The one true leverage Discourse has is discoverability:

@stance455 is correct to point out that the Internet splintering into siloed communities provides Discourse with an opportunity. I don’t know how highly the SEO aspect is being prioritised (and it’s been pretty good so far in my experience) so I can’t comment on that, but his point is very good.

I wonder what unique content discoverability features are within reach for Discourse. Perhaps chats can have granular privacy settings so that more of the chat is discoverable by search, and even weaved into the thread; perhaps the chat-to-post functionality is promoted as the default workflow for participants, so that the best content is constantly surfaced from the chat.

12 Likes

Only admins can I think. Mods may be able to do it as well as with TL4

5 Likes

That’s a shame. It’s a red flag when “X already has Y” but also “most users can’t access Y”.

6 Likes

100% this! And this reminds me of an earlier point I wanted to make. CDCK bills itself as:

the 100% open source discussion platform built for the next decade of the Internet.

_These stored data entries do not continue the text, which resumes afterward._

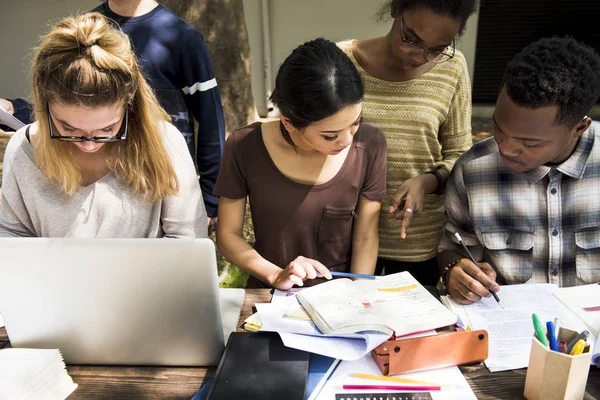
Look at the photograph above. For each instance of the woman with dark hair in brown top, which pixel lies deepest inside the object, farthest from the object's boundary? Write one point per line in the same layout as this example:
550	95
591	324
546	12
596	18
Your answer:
315	178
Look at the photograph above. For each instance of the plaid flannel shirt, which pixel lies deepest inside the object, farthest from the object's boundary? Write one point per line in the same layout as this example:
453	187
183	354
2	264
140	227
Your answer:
533	227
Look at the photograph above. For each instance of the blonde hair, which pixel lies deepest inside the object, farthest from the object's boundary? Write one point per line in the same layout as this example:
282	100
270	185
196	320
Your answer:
84	61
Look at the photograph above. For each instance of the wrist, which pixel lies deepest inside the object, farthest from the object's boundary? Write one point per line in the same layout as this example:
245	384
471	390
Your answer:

It goes on to “qualify” that statement by saying it can be a forum, mailing list, or “long-form chat”, but that first sentence seems to be the essence, and the second can easily be added to. :grin: My point is that the mission is more broad than “make the best forum software”.

I imagine that CDCK staff might point out that the chat plugin is part of their efforts to make significant expansion, and that’s definitely true. I would just reiterate what I said above and hope that they hold in mind the broader goals and potential, and what can be done with the ethos and core feature set they have built. Particularly in the areas of writing, moderation, integration, etc. which are not so much about forum vs. other interaction modes and all of which can readily be adapted to many “next generation” interaction/discussion models. Discourse continues to have the opportunity to help define what comes next, just as it did 10 years ago. An incredible forum/chat hybrid might be a good next step.